HOJE APARECEU UM POMBO
Hoje apareceu um pombo morto no
quintal. Não foi o gato, que morreu
antes dele num sábado sem sol, a não
querer já a minha mão, a não querer
colo. Fiquei cansada: houve sempre
tantas mortes na minha vida - os
meus pais, tu, a menina pendurada no
meu seio, os meus irmãos - e, como
o pombo, também estas asas já vão
reclamando voos noutros céus.

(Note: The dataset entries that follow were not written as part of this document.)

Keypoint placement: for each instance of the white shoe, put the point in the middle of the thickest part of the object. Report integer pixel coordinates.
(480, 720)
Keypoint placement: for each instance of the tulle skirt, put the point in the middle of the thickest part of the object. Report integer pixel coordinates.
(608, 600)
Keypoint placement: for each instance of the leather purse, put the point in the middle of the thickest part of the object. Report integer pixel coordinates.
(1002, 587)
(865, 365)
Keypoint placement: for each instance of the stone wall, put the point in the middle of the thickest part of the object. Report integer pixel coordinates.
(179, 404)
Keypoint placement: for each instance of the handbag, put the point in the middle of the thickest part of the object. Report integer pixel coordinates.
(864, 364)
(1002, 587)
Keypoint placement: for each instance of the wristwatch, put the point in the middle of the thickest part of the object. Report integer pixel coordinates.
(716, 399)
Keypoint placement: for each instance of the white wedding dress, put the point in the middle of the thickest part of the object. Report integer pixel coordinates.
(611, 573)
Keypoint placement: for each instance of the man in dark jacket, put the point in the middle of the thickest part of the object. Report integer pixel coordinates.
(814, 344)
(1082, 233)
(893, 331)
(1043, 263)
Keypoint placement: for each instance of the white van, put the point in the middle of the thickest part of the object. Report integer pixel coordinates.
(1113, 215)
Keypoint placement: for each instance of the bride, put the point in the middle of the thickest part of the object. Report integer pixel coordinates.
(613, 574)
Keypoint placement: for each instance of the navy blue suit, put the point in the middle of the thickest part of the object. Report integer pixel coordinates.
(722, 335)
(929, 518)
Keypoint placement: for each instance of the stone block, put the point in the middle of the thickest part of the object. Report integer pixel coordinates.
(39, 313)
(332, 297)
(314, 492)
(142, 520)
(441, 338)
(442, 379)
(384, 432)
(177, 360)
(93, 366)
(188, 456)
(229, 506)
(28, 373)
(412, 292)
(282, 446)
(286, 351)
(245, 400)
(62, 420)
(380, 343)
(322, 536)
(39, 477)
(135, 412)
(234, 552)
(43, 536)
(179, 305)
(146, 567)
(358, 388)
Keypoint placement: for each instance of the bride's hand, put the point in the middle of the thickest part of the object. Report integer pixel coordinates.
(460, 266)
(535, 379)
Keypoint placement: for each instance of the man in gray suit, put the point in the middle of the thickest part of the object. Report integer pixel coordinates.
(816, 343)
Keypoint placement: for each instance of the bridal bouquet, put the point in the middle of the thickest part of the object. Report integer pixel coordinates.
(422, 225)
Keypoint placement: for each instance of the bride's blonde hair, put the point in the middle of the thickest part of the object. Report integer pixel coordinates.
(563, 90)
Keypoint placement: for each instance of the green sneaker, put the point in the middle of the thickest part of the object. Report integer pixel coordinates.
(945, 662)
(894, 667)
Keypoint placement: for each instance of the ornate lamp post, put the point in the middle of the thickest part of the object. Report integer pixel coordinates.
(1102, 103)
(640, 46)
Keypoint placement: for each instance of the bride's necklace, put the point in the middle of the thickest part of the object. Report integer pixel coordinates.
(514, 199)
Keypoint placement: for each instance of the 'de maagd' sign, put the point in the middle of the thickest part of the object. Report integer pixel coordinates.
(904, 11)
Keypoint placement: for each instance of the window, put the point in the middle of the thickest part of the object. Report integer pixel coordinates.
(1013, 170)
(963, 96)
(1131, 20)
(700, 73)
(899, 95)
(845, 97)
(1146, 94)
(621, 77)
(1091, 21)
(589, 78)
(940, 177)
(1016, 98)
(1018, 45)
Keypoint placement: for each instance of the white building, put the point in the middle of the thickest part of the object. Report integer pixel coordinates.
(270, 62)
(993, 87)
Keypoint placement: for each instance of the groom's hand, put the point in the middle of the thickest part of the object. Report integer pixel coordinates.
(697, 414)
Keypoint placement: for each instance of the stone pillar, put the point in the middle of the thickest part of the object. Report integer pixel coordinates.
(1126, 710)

Se eu
quisesse camélias brancas na minha
sepultura, como as que levei à igreja
quando nos casámos, ou arrastar para
a escuridão da terra o vago ouro das
nossas alianças; se tudo o que juntei
(e foi tão pouco) pudesse ainda ficar
com os que me faltam, dava estes dedos
deformados ao tear das palavras e
escrevia um bilhete como as raparigas
que se envenenam por amor; e havia de
pousá-lo no peito depois de me deitar,
já lavada e vestida, para que ninguém
se desse ao trabalho, que eu conheço
essa dor. Mas partir é mesmo a minha
última vontade: tu já morreste, morreu o
gato há dias; encontrei hoje um pombo
morto no quintal e, quando o enterrar, não
haverá já nada que me prenda - vou-me
embora daqui tão só como cheguei, sem ter
deixado a ninguém o nome que me deram.